Sandbag is dropped from moving ballon

[rsala]

nevermind, I've solved it, thanks anyway

hello, I've tried this simple problem a few times and mastering physics keeps taking points off =(.
ive never used latex so bare with me

Homework Statement

A hot-air balloonist, rising vertically with a constant velocity of magnitude v = 5.00 m/s, releases a sandbag at an instant when the balloon is a height h = 40.0 m above the ground View Figure . After it is released, the sandbag is in free fall. For the questions that follow, take the origin of the coordinate system used for measuring displacements to be at the ground, and upward displacements to be positive.

Compute the velocity of the sandbag at a time 1.15 s after its release.

Homework Equations

x = X$$_{0}$$ +V$$_{0}$$T + .5aT$$^{2}$$
V$$^{2}$$ = V$$^{2}_{0}$$ + 2a(x - x$$_{0}$$)

The Attempt at a Solution

I assume that the initial velocity of the sandbag once it is released is 5ms since that was the velocity of the balloon.

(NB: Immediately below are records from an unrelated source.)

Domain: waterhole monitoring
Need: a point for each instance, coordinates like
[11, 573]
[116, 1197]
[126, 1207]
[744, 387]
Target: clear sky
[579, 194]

first i found the position of the sandbag at 1.15.
x = 40 + 5(1.15) + .5(-9.81)(1.15)$$^{2}$$
x = 39.3

up to this point i am 100% sure i am correct.

next i inserted this information into the velocity formula.
V$$^{2}$$ = V$$^{2}_{0}$$ + 2a(x - x$$_{0}$$)

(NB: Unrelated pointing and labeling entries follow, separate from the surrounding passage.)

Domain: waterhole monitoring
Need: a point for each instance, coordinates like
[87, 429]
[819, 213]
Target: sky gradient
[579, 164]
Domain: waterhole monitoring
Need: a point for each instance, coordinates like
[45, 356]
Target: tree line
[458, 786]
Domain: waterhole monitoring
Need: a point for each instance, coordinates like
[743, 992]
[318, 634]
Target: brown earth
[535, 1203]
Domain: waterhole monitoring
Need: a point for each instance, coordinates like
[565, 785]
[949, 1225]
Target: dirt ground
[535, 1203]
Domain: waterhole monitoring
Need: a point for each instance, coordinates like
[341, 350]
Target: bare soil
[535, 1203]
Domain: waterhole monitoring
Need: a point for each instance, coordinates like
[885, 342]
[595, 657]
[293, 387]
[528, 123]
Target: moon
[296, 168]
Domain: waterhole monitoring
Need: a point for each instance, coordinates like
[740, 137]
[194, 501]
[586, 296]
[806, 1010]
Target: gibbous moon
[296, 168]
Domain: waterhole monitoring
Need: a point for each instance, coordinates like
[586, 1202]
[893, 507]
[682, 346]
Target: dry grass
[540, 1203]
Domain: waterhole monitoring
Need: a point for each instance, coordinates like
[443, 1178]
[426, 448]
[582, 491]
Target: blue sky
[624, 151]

V$$^{2}$$ = (5)$$^{2}$$ + 2(-9.81)(39.3 - 40)
$$\sqrt{V^{2}}$$ = $$\sqrt{38.688}$$
V = 6.22

Mastering physics says incorrect and to check my signs,, I've checked my signs i can't find my error

edit: ops, since its falling i take the negative root not the positive root, problem solved..answer was -6.27

 

[anathema]

I'm glad to hear that you were able to solve the problem and find the correct answer! It's always a great feeling when you are able to figure out a difficult problem. In case you were still curious about where you went wrong, it looks like you may have forgotten to take into account the initial velocity of the sandbag when solving for its position at 1.15 seconds. Since the sandbag is released from a moving balloon, it already has an initial velocity of 5 m/s in the upward direction. This would change your equation for position to:

x = 40 + 5(1.15) + 0.5(-9.81)(1.15)^2 = 39.3 m

Then, when solving for the velocity using the equation V^2 = V_0^2 + 2a(x-x_0), you would get:

V^2 = 5^2 + 2(-9.81)(39.3-40) = 38.688 m/s^2

Taking the square root of this value would give you the correct answer of -6.27 m/s, which is the same as what you found when you realized your mistake.

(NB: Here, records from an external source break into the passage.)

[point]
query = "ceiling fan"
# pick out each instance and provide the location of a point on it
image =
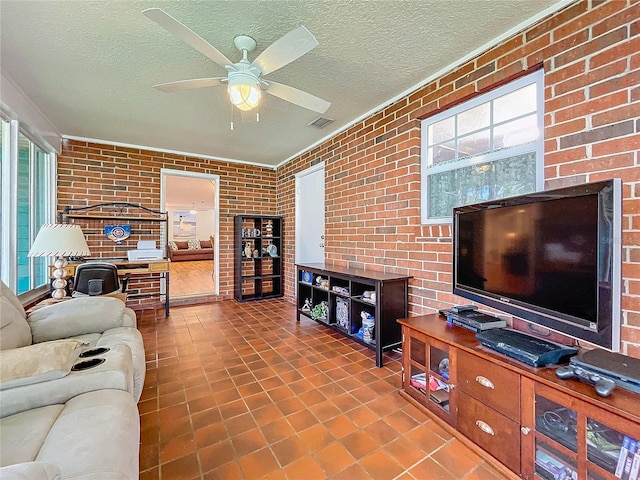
(244, 79)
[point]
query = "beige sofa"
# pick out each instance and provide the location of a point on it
(93, 436)
(57, 422)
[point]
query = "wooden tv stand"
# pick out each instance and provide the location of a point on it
(527, 419)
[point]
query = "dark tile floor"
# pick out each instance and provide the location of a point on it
(242, 391)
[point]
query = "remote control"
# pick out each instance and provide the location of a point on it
(463, 308)
(602, 385)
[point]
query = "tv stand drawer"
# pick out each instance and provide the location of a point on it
(490, 384)
(498, 435)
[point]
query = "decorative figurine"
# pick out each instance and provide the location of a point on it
(307, 305)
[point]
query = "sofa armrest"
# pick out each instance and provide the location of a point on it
(30, 471)
(37, 363)
(77, 316)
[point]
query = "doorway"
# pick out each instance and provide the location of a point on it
(191, 201)
(310, 215)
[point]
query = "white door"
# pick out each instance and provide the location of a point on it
(310, 215)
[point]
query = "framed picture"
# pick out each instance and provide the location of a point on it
(184, 225)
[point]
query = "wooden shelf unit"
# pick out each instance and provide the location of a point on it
(518, 417)
(148, 279)
(258, 277)
(391, 302)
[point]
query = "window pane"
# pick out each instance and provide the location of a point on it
(474, 144)
(22, 220)
(40, 212)
(477, 183)
(442, 153)
(517, 132)
(442, 130)
(474, 119)
(515, 104)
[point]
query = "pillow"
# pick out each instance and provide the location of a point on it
(77, 316)
(14, 329)
(37, 363)
(30, 471)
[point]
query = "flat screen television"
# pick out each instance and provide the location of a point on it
(552, 258)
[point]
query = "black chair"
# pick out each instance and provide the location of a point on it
(94, 278)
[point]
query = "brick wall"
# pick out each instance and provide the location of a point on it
(91, 173)
(590, 54)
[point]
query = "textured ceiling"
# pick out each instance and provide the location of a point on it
(89, 66)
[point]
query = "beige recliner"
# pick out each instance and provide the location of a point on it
(92, 436)
(92, 322)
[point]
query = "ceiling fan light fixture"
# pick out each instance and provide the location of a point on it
(244, 91)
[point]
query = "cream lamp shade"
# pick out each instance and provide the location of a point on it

I hope this helps and keep up the good work in your studies!

 

[Moetasim]

Hello,

I'm glad to hear that you were able to solve the problem and find your error. It's important to always double check your signs when working with equations and make sure they align with the direction you have chosen as positive. Keep up the good work!